義兄の純愛~初めての恋もカラダも、エリート弁護士に教えられました~

「こんばんは。六花がお世話になっています」


 私たちのテーブル席までやってくると、わずかに口角を上げてアキちゃんに軽く頭を下げた。傍からは普通に見えるだろうが、私には彼の目が笑っていないことくらいすぐにわかる。

 アキちゃんも気まずそうに表情を固くして「こんばんは」と返した。聖さんはそれ以上話す気はないと示すかのごとく、私に顔を向けて手を差し出す。


「約束の時間だよ。帰ろう、俺たちの家に」


 甘い言葉を口にされているのに、不機嫌さが伝わってきて身体が強張る。聖さんに依存していたらいけないと話したばかりだし、アキちゃんの前でこの手を取っていいものだろうか。

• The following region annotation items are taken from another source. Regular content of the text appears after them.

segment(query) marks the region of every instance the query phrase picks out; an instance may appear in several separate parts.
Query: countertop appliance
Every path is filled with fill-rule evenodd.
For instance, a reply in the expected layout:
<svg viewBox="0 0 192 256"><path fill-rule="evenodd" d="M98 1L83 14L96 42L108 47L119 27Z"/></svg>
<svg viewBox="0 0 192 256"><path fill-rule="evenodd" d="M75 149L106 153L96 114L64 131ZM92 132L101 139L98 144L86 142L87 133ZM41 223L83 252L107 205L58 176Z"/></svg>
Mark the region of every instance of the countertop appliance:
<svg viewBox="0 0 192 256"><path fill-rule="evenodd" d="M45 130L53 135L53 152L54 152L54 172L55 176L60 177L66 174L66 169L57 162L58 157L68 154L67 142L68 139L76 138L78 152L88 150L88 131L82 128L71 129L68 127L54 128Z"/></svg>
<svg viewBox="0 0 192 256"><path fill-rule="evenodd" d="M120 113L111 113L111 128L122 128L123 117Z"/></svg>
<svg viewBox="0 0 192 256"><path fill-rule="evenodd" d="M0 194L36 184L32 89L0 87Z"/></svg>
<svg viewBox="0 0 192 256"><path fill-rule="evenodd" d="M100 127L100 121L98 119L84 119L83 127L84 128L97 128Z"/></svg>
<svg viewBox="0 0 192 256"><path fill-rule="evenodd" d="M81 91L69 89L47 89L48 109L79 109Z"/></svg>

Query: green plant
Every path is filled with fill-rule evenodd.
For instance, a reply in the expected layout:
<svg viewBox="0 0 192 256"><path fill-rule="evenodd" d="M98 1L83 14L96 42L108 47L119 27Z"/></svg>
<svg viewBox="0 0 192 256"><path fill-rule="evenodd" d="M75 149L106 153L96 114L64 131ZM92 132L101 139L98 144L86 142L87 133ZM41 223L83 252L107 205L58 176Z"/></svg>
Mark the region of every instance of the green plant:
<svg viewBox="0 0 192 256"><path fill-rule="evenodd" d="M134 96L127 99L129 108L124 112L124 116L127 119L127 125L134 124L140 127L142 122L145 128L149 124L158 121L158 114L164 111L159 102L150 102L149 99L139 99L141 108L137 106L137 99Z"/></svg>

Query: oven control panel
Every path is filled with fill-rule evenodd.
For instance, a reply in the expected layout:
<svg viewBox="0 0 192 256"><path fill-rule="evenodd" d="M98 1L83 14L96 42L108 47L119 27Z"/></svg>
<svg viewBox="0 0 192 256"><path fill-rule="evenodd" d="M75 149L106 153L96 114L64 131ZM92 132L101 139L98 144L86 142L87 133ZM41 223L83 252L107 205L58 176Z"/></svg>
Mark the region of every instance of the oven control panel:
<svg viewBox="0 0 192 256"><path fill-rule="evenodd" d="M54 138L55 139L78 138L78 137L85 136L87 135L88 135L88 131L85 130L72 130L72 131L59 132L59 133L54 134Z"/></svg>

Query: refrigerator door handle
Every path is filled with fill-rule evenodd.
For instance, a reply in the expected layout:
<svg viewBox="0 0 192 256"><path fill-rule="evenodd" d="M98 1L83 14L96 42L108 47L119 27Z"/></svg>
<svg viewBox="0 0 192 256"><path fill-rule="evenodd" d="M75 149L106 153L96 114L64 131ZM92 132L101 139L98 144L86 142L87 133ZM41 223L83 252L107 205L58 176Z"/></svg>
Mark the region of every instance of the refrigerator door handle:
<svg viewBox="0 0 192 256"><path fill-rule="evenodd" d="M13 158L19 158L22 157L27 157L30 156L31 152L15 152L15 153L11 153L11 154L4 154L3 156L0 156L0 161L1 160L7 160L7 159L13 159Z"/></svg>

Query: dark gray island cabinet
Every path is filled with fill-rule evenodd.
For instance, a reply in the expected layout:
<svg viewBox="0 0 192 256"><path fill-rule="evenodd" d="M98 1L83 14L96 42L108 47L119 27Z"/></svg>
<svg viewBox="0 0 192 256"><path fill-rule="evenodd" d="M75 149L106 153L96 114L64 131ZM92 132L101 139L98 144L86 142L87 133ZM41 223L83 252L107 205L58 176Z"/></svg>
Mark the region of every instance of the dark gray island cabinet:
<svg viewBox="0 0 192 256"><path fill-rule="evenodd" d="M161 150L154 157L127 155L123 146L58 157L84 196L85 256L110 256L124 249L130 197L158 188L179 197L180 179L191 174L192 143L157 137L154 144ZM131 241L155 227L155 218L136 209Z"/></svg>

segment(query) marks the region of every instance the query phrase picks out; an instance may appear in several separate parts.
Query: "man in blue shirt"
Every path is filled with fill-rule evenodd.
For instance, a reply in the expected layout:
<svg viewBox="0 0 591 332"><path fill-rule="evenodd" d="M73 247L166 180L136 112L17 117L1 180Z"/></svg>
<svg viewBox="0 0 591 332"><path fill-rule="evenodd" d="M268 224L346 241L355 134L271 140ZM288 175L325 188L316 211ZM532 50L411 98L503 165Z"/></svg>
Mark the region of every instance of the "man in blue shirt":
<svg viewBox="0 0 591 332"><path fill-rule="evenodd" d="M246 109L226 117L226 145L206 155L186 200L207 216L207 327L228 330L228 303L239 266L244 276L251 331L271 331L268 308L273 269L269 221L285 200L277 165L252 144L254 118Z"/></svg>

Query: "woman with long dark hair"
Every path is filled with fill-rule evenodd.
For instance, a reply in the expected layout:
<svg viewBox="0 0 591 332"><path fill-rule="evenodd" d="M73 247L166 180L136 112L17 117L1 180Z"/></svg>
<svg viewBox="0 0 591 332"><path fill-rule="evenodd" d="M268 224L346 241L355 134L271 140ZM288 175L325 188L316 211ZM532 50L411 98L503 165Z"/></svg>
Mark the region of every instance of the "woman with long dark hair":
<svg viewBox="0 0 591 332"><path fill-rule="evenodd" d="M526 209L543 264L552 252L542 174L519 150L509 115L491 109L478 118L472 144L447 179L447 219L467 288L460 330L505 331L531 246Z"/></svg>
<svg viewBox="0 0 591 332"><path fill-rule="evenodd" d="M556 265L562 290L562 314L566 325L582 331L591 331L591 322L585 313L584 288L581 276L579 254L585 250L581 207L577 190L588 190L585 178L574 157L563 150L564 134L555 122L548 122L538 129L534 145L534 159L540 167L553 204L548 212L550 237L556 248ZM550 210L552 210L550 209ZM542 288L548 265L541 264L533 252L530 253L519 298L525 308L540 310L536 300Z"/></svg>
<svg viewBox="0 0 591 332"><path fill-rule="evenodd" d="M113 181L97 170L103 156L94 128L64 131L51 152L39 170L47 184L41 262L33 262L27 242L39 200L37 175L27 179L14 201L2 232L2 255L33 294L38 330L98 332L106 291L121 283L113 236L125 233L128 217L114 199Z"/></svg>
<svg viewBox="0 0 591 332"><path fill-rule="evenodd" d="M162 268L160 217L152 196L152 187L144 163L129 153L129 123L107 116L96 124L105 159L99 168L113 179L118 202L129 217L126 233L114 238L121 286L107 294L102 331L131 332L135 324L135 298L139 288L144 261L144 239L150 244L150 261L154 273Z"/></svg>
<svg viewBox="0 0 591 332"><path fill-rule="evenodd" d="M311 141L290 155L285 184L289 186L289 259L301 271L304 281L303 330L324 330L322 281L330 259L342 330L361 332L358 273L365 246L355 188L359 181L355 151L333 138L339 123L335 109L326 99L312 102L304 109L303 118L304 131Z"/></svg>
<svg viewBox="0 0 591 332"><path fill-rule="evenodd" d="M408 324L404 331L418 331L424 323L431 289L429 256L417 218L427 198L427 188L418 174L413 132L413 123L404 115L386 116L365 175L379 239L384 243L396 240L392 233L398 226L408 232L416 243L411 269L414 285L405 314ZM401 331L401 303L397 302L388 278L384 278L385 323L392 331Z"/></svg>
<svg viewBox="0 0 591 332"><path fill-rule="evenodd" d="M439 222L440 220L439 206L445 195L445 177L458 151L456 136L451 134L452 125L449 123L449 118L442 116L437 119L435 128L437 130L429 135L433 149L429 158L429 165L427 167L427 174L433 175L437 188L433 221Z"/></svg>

 ためらう私を見兼ねたのか、聖さんのほうから手を取られてドキリとした。エスコートするように立たせられるものの、どことなく強引さも感じて委縮してしまう。

 彼は自分の財布から十分な額のお札を取り出してテーブルに置き、椅子にかけていたコートを私の肩にかけた。その早業に呆気に取られているうちに、彼はアキちゃんに「失礼します」と短く告げ、再び私の手を引いて歩き出す。